O Impacto das Novas Regras para os Contribuintes
Para os contribuintes, o impacto das novas regras não é imediato. As pessoas físicas e jurídicas não precisam se preocupar em enviar os dados diretamente à Receita Federal, pois a responsabilidade de coletar e repassar as informações fica a cargo das instituições financeiras, como bancos, operadoras de cartões e plataformas de pagamento.
No entanto, é importante que os contribuintes mantenham seus dados cadastrais atualizados junto às instituições financeiras, garantindo que todas as informações sobre suas transações sejam corretamente registradas.
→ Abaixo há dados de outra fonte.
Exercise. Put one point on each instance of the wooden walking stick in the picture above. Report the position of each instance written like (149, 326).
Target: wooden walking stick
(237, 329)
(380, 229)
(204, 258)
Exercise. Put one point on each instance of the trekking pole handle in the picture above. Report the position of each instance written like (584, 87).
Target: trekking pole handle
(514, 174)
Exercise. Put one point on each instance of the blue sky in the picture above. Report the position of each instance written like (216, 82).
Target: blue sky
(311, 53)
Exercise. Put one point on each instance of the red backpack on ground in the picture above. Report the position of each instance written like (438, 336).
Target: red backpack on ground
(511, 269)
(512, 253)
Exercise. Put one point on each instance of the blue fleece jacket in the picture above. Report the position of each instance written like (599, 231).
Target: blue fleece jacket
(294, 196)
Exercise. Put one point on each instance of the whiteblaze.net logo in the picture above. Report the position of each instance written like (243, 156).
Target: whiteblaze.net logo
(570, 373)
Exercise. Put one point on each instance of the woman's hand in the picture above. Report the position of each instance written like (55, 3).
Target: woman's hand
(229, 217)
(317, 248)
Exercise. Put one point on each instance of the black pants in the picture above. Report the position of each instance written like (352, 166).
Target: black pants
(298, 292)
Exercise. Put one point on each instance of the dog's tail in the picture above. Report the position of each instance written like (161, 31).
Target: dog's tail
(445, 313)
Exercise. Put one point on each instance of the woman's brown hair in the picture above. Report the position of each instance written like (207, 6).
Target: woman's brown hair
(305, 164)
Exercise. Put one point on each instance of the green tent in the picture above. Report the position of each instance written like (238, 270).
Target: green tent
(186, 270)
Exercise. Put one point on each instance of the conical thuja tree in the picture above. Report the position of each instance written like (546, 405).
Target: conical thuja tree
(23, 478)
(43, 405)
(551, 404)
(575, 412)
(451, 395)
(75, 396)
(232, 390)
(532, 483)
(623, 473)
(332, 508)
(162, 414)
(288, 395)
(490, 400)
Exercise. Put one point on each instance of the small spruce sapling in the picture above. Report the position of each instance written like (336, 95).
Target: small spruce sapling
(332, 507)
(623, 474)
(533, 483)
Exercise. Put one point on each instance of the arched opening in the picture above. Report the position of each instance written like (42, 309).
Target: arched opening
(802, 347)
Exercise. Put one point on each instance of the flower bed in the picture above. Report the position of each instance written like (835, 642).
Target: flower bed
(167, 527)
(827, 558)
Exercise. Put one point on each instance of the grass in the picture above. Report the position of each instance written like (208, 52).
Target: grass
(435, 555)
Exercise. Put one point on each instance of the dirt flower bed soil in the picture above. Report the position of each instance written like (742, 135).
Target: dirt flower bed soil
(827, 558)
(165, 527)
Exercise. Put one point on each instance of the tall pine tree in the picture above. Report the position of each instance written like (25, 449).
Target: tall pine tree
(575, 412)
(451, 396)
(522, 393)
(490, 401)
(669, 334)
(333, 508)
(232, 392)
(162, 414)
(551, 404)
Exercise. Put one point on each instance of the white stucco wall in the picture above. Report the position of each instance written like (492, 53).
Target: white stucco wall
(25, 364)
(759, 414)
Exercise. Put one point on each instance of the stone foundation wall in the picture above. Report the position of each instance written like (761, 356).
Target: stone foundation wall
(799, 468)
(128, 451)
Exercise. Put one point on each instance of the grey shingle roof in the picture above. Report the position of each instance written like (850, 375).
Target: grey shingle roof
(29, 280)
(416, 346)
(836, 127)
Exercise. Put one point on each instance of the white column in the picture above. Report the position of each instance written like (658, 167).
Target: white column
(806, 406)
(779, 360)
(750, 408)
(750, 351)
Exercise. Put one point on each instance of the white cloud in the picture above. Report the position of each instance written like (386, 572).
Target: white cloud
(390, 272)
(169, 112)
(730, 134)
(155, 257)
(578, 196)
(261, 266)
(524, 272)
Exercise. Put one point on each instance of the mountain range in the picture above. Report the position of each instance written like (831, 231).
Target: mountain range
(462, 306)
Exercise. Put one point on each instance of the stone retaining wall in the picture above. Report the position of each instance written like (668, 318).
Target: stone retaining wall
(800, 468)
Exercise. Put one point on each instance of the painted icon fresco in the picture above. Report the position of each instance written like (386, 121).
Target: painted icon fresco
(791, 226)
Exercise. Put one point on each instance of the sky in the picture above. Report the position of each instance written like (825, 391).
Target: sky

Além disso, é essencial que as pessoas físicas e jurídicas verifiquem se estão emitindo notas fiscais quando realizam compras e contratam serviços, pois essas ações ajudam a garantir a conformidade fiscal.
O que o Contribuinte Deve Fazer?

- Manter dados cadastrais atualizados: As informações pessoais e de contato devem ser sempre corretas para evitar problemas com a Receita Federal.
- Emitir notas fiscais: Sempre que realizar transações envolvendo compras e serviços, é crucial que as notas fiscais sejam emitidas corretamente para garantir que o valor pago esteja registrado corretamente.
- Atenção a valores elevados: Fique atento aos limites para pessoas físicas e jurídicas, pois transações acima de R$ 5 mil (para indivíduos) e R$ 15 mil (para empresas) serão mais monitoradas.
Conclusão
As novas regras de fiscalização das transações financeiras no Brasil representam um avanço importante para o controle fiscal e a luta contra a evasão tributária. A partir de 2025, um número maior de players financeiros será responsável por enviar dados detalhados sobre as operações realizadas, permitindo uma fiscalização mais eficiente e abrangente. Para os contribuintes, o mais importante será manter os dados atualizados e garantir a emissão correta de notas fiscais, pois isso evitará problemas futuros com a Receita Federal.